Sans même évoquer ses quasiment trois heures – qui n’ont rien de rédhibitoire pour certaines catégories de films, comme ceux de superhéros ou les prestige movies à oscars –, Django Unchained a par ailleurs suscité, pendant ses deux années de gestation, une infinité de rumeurs catastrophistes : dépassements de budget (qui reste inconnu à ce jour), plateau incontrôlable, casting changeant et valse de stars (Joseph Gordon-Levitt, Sacha Baron Cohen, Kurt Russell et Kevin Costner ont tous été embarqués à un moment ou un autre, avant d’être débarqués)… Pourtant, Harvey Weinstein, réputé sanglant, semble avoir passé tous ses caprices à son cher Quentin et, jusqu’à preuve du contraire, le film est tel que ce dernier l’a voulu. En haut de la pyramide hollywoodienne, il se permet tout, absolument tout, avec une impétuosité qui jamais ne vire à l’arrogance. Il n’hésite pas par exemple à placer cent-dix fois – on a compté – le mot “nigger”, furieusement tabou aux États-Unis, comme pour signifier à Spike Lee, qui lui avait cherché des noises sur le sujet à la sortie de Jackie Brown, qu’il n’a pas besoin d’être noir pour en filmer. Pas plus qu’il n’avait besoin d’être une femme pour réaliser ce grand film féministe qu’est Boulevard de la mort…

Par quel miracle ses films-monstres adviennent-ils sur nos écrans, sans éraflures autres que celles de la pellicule, avec laquelle cet adversaire du numérique parvient encore à tourner ? Le miracle tient d’abord, c’est une évidence, à la rentabilité de la plupart de ses films.
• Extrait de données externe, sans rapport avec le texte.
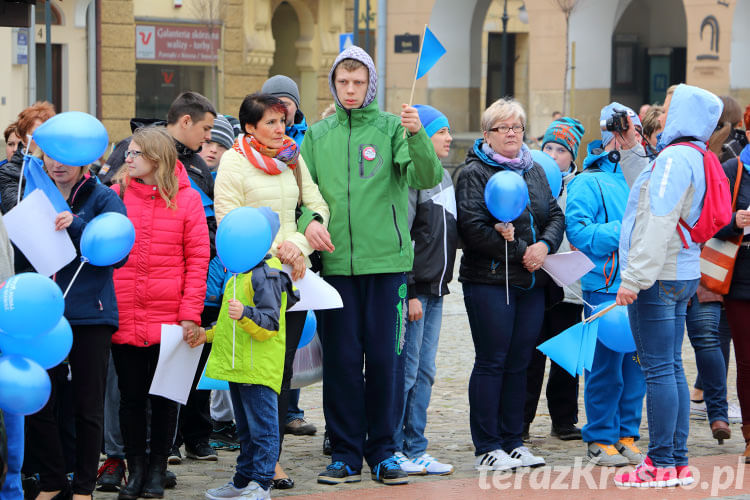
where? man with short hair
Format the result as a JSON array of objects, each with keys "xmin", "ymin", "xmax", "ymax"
[{"xmin": 300, "ymin": 46, "xmax": 442, "ymax": 487}]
Inglourious Basterds, par exemple, a coûté 70 millions de dollars et en a rapporté 320. Cela n’explique cependant pas tout. Tarantino, à bien y regarder, n’a jamais connu l’échec, si ce n’est avec Boulevard de la mort (mais cela tient sans doute à sa distribution expérimentale – le fameux double programme Grindhouse – et le film est vénéré par toute une frange de la cinéphilie). Dès Reservoir Dogs, Tarantino était culte ; avec Pulp Fiction, il fut l’un des plus jeunes cinéastes palmés de l’histoire ; Jackie Brown fut accueilli comme un film de la maturité et les deux Kill Bill ont fortement marqué l’imaginaire cinéphile des années 2000. Considéré d’emblée comme un prodige, et jouissant, avec les Weinstein, d’un foyer protecteur, il n’a donc pas eu à se battre pour s’imposer. Or, cette situation qui aurait pu créer chez lui un sentiment d’impunité et une paresse croissante n’a au contraire jamais freiné sa créativité.
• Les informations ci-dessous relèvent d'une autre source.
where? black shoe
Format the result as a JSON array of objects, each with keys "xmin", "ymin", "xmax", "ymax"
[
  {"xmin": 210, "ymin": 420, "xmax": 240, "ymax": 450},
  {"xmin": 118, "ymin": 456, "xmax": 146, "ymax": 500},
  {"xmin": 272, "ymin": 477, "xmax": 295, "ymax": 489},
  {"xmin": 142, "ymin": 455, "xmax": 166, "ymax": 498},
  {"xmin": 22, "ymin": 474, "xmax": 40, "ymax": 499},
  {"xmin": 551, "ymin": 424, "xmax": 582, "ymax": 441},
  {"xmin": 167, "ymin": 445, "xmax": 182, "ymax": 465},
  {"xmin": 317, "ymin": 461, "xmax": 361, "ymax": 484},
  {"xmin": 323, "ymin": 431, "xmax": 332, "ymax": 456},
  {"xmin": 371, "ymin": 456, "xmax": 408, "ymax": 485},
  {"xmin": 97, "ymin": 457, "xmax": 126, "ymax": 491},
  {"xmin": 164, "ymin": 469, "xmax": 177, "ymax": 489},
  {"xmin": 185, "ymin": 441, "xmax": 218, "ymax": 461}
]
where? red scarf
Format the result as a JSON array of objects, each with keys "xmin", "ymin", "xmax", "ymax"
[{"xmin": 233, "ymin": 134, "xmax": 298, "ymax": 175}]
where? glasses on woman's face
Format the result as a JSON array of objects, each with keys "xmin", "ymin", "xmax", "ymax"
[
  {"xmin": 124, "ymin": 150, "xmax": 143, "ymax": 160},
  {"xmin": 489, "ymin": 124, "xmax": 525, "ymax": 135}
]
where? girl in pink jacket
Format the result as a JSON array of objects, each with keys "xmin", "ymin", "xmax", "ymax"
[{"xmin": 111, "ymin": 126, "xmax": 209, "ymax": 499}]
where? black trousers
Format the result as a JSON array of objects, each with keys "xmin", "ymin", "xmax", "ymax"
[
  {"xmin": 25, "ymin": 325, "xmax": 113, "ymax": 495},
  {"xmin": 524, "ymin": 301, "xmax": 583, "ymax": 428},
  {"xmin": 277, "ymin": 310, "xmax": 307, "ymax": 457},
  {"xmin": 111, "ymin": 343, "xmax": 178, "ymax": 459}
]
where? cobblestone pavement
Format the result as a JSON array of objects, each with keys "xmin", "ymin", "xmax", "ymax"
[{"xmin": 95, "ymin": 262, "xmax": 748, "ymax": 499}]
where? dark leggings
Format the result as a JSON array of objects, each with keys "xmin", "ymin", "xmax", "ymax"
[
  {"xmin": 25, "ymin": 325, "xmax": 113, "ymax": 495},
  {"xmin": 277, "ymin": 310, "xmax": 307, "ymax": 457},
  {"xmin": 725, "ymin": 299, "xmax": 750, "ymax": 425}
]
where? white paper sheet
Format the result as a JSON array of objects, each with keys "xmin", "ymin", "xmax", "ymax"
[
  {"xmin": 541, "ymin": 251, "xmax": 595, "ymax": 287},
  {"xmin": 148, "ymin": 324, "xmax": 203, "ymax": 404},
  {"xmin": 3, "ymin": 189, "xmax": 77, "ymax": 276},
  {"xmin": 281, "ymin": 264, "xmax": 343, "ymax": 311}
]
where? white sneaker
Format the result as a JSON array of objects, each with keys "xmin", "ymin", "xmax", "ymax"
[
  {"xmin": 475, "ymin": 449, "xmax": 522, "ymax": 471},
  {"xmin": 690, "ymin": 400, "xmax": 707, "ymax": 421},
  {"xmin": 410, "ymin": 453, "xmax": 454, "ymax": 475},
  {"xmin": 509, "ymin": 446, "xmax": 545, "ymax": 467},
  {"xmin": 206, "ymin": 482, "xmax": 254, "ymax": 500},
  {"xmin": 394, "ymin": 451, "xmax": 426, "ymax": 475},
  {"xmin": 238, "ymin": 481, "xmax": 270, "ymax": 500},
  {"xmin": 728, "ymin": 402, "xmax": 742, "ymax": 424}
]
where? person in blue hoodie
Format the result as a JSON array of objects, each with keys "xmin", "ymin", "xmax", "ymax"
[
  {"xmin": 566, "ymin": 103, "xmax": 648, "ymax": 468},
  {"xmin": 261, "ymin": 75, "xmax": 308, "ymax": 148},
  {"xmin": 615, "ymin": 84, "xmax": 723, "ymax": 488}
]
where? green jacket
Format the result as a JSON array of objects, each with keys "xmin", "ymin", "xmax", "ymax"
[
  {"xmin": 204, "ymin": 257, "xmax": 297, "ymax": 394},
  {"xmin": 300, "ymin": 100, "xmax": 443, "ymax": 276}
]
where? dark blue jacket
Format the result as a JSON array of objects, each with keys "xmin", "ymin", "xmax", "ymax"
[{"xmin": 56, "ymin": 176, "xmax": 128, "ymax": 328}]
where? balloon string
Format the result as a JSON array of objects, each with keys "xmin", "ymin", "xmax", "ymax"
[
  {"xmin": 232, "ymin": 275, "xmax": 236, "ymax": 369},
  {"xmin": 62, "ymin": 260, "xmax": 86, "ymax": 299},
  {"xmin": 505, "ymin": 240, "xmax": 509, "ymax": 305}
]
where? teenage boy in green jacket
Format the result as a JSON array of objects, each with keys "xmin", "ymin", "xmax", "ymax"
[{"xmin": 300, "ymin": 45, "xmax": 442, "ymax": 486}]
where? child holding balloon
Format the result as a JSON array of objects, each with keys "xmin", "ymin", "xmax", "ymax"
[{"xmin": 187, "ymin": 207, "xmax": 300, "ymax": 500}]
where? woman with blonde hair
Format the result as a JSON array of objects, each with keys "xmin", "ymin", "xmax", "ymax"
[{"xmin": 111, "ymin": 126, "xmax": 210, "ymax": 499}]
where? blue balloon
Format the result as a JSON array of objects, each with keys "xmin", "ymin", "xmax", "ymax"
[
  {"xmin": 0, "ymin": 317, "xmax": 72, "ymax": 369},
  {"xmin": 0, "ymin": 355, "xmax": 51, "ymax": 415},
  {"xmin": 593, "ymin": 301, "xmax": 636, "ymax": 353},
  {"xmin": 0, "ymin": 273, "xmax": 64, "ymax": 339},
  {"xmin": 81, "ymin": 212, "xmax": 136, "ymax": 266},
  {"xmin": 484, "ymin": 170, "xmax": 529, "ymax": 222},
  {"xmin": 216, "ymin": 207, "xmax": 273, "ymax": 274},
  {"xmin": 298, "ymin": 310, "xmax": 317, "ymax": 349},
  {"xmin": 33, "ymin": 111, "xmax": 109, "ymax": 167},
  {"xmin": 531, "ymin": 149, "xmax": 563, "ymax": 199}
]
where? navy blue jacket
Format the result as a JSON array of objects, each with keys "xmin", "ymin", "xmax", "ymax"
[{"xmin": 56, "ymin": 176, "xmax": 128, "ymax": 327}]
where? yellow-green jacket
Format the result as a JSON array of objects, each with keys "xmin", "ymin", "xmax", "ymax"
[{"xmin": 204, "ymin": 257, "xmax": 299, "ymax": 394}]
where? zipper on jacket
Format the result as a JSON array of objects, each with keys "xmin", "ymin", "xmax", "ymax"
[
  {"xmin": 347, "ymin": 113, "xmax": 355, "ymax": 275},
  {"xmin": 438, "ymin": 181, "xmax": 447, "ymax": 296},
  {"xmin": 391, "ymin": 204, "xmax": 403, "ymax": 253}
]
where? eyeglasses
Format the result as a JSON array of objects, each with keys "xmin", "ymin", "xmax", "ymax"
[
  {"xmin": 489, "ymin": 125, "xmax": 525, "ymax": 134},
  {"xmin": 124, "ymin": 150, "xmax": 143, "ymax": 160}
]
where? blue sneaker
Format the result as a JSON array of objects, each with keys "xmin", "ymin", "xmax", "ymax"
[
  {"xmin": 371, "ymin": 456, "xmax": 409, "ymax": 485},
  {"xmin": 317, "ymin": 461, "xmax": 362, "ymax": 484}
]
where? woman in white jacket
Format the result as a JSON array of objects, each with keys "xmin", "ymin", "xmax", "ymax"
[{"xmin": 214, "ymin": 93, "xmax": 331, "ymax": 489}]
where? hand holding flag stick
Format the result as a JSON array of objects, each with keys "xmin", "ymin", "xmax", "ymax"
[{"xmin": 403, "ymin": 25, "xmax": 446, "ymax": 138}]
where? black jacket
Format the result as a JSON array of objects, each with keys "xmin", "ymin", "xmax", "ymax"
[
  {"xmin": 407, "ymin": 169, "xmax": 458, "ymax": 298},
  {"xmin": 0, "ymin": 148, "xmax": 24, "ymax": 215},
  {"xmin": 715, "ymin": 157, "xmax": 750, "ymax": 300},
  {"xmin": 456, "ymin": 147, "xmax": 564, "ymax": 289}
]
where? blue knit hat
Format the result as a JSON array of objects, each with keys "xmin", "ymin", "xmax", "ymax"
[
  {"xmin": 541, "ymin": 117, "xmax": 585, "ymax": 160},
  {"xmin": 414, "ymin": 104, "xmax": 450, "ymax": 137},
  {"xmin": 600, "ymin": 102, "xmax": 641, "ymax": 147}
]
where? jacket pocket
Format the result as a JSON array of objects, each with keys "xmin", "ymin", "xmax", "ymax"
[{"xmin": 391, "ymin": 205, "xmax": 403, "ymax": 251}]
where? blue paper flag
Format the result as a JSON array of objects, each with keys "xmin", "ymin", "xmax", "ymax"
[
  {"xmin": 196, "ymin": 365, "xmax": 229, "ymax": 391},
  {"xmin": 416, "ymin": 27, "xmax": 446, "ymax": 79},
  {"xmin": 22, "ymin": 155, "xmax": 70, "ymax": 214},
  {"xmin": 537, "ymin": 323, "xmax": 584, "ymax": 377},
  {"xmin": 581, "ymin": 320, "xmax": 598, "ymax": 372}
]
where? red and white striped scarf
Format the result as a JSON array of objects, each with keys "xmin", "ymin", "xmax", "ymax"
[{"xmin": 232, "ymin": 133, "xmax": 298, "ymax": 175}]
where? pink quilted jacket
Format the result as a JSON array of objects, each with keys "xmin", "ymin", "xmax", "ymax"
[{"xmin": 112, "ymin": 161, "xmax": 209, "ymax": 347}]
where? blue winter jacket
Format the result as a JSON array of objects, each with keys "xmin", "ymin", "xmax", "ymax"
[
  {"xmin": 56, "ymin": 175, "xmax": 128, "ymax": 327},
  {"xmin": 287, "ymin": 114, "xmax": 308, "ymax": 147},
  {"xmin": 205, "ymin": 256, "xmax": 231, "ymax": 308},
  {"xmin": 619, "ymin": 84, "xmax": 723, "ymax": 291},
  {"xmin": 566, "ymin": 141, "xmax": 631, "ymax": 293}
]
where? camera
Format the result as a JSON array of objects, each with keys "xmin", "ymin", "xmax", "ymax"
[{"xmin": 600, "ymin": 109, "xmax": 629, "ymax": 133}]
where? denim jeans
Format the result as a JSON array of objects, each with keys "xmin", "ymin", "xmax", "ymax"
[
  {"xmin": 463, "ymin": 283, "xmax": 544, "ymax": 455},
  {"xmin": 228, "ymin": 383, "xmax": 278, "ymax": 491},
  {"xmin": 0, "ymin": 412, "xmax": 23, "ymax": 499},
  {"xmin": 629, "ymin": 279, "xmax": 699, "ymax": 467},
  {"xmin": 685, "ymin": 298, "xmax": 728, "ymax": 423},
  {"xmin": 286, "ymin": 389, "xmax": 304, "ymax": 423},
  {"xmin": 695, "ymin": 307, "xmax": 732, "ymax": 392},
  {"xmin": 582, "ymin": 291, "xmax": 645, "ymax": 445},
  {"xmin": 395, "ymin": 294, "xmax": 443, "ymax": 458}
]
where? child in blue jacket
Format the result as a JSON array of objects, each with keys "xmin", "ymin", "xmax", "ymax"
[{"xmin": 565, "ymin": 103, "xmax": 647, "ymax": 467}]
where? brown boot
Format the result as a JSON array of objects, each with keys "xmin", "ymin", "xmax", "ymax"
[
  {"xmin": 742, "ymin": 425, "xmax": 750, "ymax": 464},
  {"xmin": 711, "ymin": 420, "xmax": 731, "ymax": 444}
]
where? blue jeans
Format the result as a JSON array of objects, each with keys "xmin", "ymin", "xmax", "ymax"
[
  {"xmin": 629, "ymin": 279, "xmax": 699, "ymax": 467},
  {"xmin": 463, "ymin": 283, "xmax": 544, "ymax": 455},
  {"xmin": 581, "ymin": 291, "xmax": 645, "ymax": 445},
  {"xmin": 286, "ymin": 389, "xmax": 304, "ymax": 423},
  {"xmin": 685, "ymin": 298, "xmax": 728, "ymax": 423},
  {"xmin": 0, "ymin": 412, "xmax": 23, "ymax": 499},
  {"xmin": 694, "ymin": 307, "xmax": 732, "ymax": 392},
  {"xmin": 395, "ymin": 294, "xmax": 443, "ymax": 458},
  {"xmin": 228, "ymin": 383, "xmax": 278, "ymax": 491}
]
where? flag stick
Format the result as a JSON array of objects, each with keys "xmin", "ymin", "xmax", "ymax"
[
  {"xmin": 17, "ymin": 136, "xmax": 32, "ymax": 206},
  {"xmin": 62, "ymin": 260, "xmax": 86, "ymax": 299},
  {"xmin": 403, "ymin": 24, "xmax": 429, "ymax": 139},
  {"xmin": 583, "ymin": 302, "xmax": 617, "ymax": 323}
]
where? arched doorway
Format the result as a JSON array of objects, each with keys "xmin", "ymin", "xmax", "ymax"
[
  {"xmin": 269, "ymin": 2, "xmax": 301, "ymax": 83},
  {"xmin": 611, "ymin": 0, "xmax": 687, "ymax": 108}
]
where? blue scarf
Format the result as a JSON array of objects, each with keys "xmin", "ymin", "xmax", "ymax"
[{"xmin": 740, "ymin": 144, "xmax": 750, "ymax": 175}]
Pour combien de temps encore ? Participant à une table ronde organisée par le Hollywood Reporter, Tarantino avouait récemment qu’il pourrait sans problème arrêter sa carrière dans un avenir proche, si le désir s’émoussait ou, plus étrangement, si la pellicule venait à manquer. Autrement dit, si le monde numérique venait à recouvrir définitivement le vieux monde, analogique, pour lequel il dit “avoir signé”. S’avance là, au-delà de la posture dandy, une vérité sur son cinéma, un cinéma qui, du haut de la grande histoire ou par l’oeilleton de la toute petite, n’a jamais eu d’autre ambition que de venger les damnés, faire gagner les perdants : genres méprisés, acteurs et actrices oubliés, populations meurtries. Et aujourd’hui, donc, une petite bande sombre et translucide de 35 mm de large, menacée par une armée innombrable de 0 et de 1. On imagine déjà le titre du film qu’il réalisera (en deux mots, évidemment) : Celluloid Burn.